# Nepal earthquake project

## Introduction and problem statement

In 2015 an earthquake in Nepal destroyed and damaged a lot of buildings. In the aftermath a vast amount of data was collected on the involved buildings by the Kathmandu Living Labs and the Central Bureau of Statistics which was published as an Open Data Portal dataset. 
http://eq2015.npc.gov.np/#/

A youtube video about the earthquake: https://www.youtube.com/watch?v=WwIw1-voHKQ

**I want to predict damage to buildings in three degrees of severity using this dataset.**

Found as a challenge on this platform: https://www.drivendata.org/competitions/57/nepal-earthquake/page/134/

### Labels: 
Damage degree from 1 (low) - 3 (high) damage

### Features: 
The dataset mainly consists of information on the building structure and their legal ownership. Each row in the dataset represents a specific building in the region that was hit by Gorkha earthquake.

There are 39 columns in the dataset, where the building_id column is a unique and random identifier.


| Feature(s) | Type | Description |
| --- | --- | --- |
| building_id | int | Unique building ID. |
| geo_level_1_id, geo_level_2_id, geo_level_3_id | int | Geographic region in which building exists, from largest (level 1) to most specific sub-region (level 3). Possible values: level 1: 0-30, level 2: 0-1427, level 3: 0-12567.|
| count_floors_pre_eq | int | Number of floors in the building before the earthquake. |
| age | int | Age of the building in years. |
| area_percentage | int | Normalized area of the building footprint. |
| height_percentage | int | Normalized height of the building footprint. |
| land_surface_condition | categorical | Surface condition of the land where the building was built. Possible values: n, o, t. |
| foundation_type | categorical | Type of foundation used while building. Possible values: h, i, r, u, w. |
| roof_type | categorical | Type of roof used while building. Possible values: n, q, x. |
| ground_floor_type | categorical | Type of the ground floor. Possible values: f, m, v, x, z. |
| other_floor_type | categorical | Type of constructions used in higher than the ground floors (except of roof).
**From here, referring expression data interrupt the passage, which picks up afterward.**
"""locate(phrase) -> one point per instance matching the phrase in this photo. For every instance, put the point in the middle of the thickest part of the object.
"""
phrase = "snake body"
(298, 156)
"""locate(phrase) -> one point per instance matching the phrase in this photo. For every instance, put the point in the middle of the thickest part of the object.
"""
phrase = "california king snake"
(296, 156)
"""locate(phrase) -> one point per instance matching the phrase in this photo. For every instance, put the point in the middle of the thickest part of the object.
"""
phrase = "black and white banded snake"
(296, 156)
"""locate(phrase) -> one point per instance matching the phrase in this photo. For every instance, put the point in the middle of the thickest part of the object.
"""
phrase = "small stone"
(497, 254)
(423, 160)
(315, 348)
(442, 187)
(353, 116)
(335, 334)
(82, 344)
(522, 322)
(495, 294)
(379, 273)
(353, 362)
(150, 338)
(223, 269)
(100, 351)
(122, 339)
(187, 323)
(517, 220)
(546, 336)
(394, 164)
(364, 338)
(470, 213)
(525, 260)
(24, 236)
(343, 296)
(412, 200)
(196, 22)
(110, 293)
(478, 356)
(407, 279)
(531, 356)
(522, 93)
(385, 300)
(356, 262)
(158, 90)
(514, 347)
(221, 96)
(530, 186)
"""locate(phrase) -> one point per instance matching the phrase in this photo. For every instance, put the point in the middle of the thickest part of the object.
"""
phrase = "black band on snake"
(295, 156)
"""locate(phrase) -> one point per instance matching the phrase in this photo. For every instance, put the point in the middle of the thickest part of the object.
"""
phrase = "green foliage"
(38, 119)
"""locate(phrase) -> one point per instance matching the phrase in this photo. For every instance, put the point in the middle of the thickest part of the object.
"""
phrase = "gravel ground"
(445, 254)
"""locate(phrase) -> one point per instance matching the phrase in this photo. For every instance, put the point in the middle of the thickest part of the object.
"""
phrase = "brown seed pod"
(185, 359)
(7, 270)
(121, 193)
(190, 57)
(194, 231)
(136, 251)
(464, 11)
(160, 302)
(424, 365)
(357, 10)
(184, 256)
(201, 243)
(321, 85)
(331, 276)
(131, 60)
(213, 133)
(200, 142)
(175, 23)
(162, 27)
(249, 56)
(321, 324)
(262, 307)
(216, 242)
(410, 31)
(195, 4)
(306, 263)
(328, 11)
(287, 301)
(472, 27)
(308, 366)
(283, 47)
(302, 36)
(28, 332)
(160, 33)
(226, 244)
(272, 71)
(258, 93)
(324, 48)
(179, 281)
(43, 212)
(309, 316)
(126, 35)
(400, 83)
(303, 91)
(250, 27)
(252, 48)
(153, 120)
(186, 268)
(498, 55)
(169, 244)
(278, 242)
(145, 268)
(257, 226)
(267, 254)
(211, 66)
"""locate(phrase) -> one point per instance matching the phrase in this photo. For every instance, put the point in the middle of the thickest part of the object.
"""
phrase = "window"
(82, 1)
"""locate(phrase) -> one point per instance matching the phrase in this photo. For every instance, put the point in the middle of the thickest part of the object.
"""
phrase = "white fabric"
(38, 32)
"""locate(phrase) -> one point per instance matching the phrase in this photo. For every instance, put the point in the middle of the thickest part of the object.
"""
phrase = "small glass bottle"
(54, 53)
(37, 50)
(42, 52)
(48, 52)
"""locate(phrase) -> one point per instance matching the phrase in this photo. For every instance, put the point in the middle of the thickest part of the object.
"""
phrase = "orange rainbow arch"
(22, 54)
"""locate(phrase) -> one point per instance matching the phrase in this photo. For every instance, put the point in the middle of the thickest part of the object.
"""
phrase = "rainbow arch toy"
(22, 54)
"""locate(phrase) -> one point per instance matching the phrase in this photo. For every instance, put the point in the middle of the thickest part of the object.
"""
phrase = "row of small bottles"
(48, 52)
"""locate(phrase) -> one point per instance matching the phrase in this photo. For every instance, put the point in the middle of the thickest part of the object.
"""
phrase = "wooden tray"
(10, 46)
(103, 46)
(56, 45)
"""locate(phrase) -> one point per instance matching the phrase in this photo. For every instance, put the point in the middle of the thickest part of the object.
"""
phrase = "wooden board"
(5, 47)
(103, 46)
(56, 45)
Possible values: j, q, s, x. |
| position | categorical| Position of the building. Possible values: j, o, s, t. |
| plan_configuration | categorical | Building plan configuration. Possible values: a, c, d, f, m, n, o, q, s, u. |
| has_superstructure_adobe_mud | binary | Flag variable that indicates if the superstructure was made of adobe/mud. |
| has_superstructure_mud_mortar_stone | binary | Flag variable that indicates if the superstructure was made of mud mortar - stone. |
| has_superstructure_stone_flag | binary | Flag variable that indicates if the superstructure was made of stone. |
| has_superstructure_cement_mortar_stone | binary | Flag variable that indicates if the superstructure was made of cement mortar - stone. |
| has_superstructure_mud_mortar_brick | binary | Flag variable that indicates if the superstructure was made of mud mortar - brick. |
| has_superstructure_cement_mortar_brick | binary | Flag variable that indicates if the superstructure was made of cement mortar - brick. |
| has_superstructure_timber | binary | Flag variable that indicates if the superstructure was made of timber. |
| has_superstructure_bamboo | binary | Flag variable that indicates if the superstructure was made of bamboo. |
| has_superstructure_rc_non_engineered | binary | Flag variable that indicates if the superstructure was made of non-engineered reinforced concrete. |
| has_superstructure_rc_engineered | binary | Flag variable that indicates if the superstructure was made of engineered reinforced concrete. |
| has_superstructure_other | binary | Flag variable that indicates if the superstructure was made of any other material. |
| legal_ownership_status | categorical | Legal ownership status of the land where building was built. Possible values: a, r, v, w. |
| count_families | int | Number of families that live in the building. |
| has_secondary_use | binary | Flag variable that indicates if the building was used for any secondary purpose. |
| has_secondary_use_agriculture | binary | Flag variable that indicates if the building was used for agricultural purposes. |
| has_secondary_use_hotel | binary | Flag variable that indicates if the building was used as a hotel. |
| has_secondary_use_rental | binary | Flag variable that indicates if the building was used for rental purposes. |
| has_secondary_use_institution | binary | Flag variable that indicates if the building was used as a location of any institution. |
| has_secondary_use_school | binary | Flag variable that indicates if the building was used as a school. |
| has_secondary_use_industry | binary | Flag variable that indicates if the building was used for industrial purposes. |
| has_secondary_use_health_post | binary | Flag variable that indicates if the building was used as a health post. |
| has_secondary_use_gov_office | binary | Flag variable that indicates if the building was used fas a government office. |
| has_secondary_use_use_police | binary | Flag variable that indicates if the building was used as a police station. |
| has_secondary_use_other | binary | Flag variable that indicates if the building was secondarily used for other purposes. |

### Metric:
The metric used is the micro averaged F1 score, which uses and balances the precision and recall of a classifier. 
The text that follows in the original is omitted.